Making old cases new: the digitization of case law

Information that is born digital today tends to be accessible online and thus better preserved than 20 years ago, before the Web made it much easier. Prior to the Web’s revolution in information technology, content that was prepared electronically with word-processors was mostly preserved on paper and not digitally, the native files being overwritten with newer content in order to save memory space, which at the time really meant, in several office environments, to save… floppy discs. As surprising as it seems today, this was normal management of information back then and courts and tribunals were not different as other institutions. Most decisions issued before the mid-90s were only preserved in printed form even if they were initially prepared electronically.

OCR Not so long ago, making these cases available online was quite costly. Today, by using the latest technologies and improved processes, making old cases new has become much more affordable.

Digitization of printed texts is often dubbed “Optical character recognition” (OCR) but this characterization obliterates the fact that it doesn’t merely consist in transferring data from paper to electronic media. Digitization of case law also entails extraction and reorganization of information so that it can be exploited by computerized systems for the benefit of users wanting to efficiently search and retrieve decisions.

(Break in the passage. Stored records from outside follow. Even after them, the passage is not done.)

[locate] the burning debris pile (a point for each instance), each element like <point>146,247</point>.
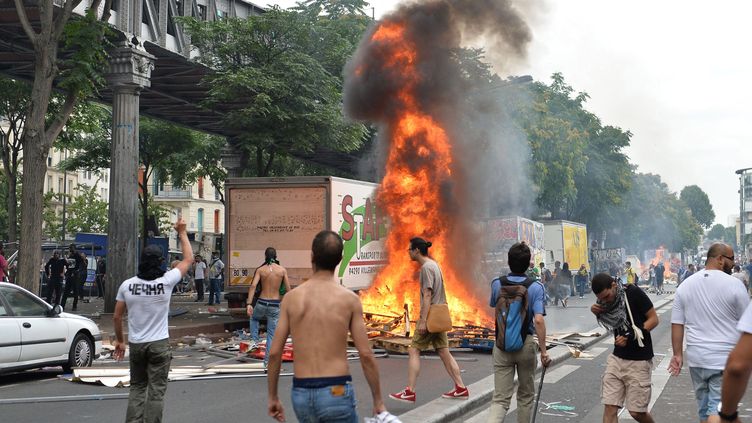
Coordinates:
<point>404,77</point>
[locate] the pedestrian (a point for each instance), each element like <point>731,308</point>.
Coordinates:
<point>741,275</point>
<point>547,279</point>
<point>146,298</point>
<point>522,360</point>
<point>660,274</point>
<point>582,280</point>
<point>319,314</point>
<point>199,274</point>
<point>3,265</point>
<point>707,306</point>
<point>563,280</point>
<point>431,293</point>
<point>736,373</point>
<point>629,314</point>
<point>630,273</point>
<point>215,279</point>
<point>272,277</point>
<point>555,284</point>
<point>73,277</point>
<point>101,272</point>
<point>55,272</point>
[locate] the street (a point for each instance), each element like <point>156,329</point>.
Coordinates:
<point>571,391</point>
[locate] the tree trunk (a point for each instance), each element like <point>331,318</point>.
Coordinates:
<point>36,147</point>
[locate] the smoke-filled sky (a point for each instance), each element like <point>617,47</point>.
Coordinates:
<point>675,73</point>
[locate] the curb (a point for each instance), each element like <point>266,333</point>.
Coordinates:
<point>482,391</point>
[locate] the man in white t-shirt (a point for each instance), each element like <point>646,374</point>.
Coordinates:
<point>708,305</point>
<point>736,375</point>
<point>146,297</point>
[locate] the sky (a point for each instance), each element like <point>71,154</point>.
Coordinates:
<point>674,73</point>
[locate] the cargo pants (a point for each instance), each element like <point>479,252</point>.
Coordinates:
<point>149,364</point>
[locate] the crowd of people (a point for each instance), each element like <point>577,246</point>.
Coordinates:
<point>710,309</point>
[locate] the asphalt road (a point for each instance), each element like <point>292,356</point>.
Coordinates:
<point>239,400</point>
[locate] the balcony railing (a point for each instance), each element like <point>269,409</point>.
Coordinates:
<point>169,191</point>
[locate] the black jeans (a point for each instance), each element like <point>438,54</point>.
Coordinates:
<point>72,286</point>
<point>54,284</point>
<point>199,289</point>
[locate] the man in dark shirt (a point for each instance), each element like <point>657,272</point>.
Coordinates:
<point>629,368</point>
<point>55,270</point>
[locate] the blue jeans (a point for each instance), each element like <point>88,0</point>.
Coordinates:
<point>269,310</point>
<point>707,384</point>
<point>331,404</point>
<point>214,289</point>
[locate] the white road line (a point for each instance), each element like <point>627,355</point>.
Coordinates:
<point>559,373</point>
<point>659,378</point>
<point>592,353</point>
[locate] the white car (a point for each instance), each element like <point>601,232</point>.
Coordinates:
<point>34,334</point>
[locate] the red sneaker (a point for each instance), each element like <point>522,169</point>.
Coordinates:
<point>406,395</point>
<point>457,392</point>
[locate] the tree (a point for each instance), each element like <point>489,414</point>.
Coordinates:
<point>78,72</point>
<point>697,201</point>
<point>14,103</point>
<point>716,233</point>
<point>87,212</point>
<point>277,75</point>
<point>168,152</point>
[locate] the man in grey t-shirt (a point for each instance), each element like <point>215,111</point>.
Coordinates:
<point>431,292</point>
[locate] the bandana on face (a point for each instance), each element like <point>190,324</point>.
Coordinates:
<point>615,315</point>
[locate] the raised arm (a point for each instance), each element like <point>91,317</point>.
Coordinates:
<point>185,247</point>
<point>367,361</point>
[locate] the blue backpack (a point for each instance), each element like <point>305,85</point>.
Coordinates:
<point>512,320</point>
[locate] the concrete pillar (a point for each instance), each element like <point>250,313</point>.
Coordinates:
<point>130,70</point>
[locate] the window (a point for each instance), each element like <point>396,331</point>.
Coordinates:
<point>22,303</point>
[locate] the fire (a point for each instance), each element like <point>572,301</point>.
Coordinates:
<point>412,193</point>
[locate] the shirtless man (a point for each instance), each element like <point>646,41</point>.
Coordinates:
<point>272,276</point>
<point>319,313</point>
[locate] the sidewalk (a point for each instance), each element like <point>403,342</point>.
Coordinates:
<point>187,318</point>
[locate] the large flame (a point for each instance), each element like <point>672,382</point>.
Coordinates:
<point>419,167</point>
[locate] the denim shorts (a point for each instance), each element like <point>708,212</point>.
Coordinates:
<point>707,384</point>
<point>324,400</point>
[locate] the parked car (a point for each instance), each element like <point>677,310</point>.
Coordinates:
<point>34,334</point>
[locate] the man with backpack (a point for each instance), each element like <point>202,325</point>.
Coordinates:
<point>629,313</point>
<point>519,305</point>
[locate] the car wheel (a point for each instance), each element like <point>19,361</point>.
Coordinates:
<point>81,353</point>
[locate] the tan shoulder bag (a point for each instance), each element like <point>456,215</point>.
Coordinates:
<point>438,319</point>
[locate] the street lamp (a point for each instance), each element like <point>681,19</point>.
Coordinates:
<point>742,214</point>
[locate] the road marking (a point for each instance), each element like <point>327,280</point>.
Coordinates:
<point>592,353</point>
<point>559,373</point>
<point>659,379</point>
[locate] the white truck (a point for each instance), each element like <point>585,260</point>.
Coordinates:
<point>286,213</point>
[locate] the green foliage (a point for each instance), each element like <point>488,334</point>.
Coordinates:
<point>716,233</point>
<point>86,41</point>
<point>52,222</point>
<point>697,201</point>
<point>87,212</point>
<point>281,73</point>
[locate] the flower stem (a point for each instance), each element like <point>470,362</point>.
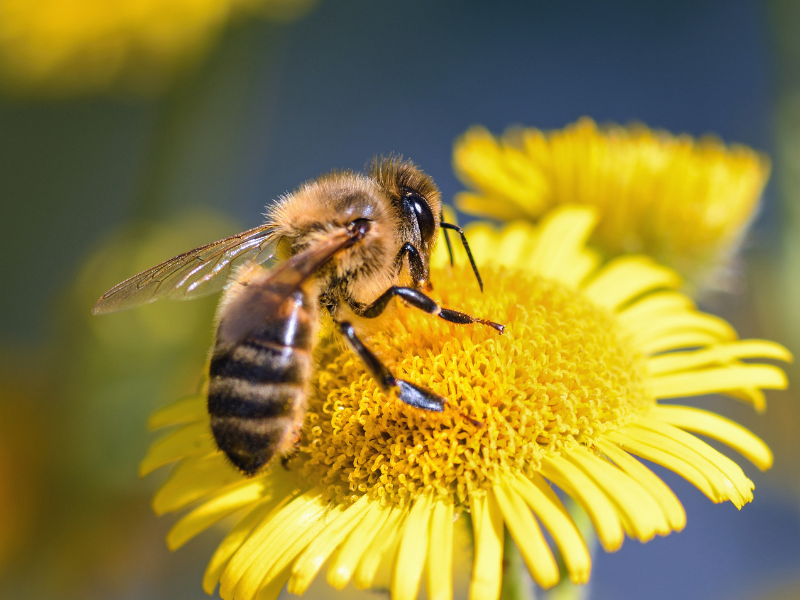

Cases preserved on paper can generally be found in one of two categories: reported or not reported. The former are available in law reports, the latter are available in court records. Two sources of document, two very different sets of issues.

Digitizing decisions directly from the court record is, not surprisingly, a most challenging endeavor. Even where the court’s file system is organized so that reasons for decision can be sorted easily, the decisions’ identifying data might be difficult to extract. Even an element as important as the date of decision could be missing from the paper version kept in the file, as it was often stamped only on the printed versions distributed to parties. In appellate courts where reasons are issued by a bench of more than one judge, the “opinions” from the different judges might be scattered in the paper record and mistaken as constituting standalone decisions where they should be read together. Many times these different opinions do not bear the same date, which may add to the confusion. Finally, as these documents were not intended for online publication at the time they were issued, they might be subject to legal publication restrictions or to the application of a court’s policy which minimizes online publication of personal information.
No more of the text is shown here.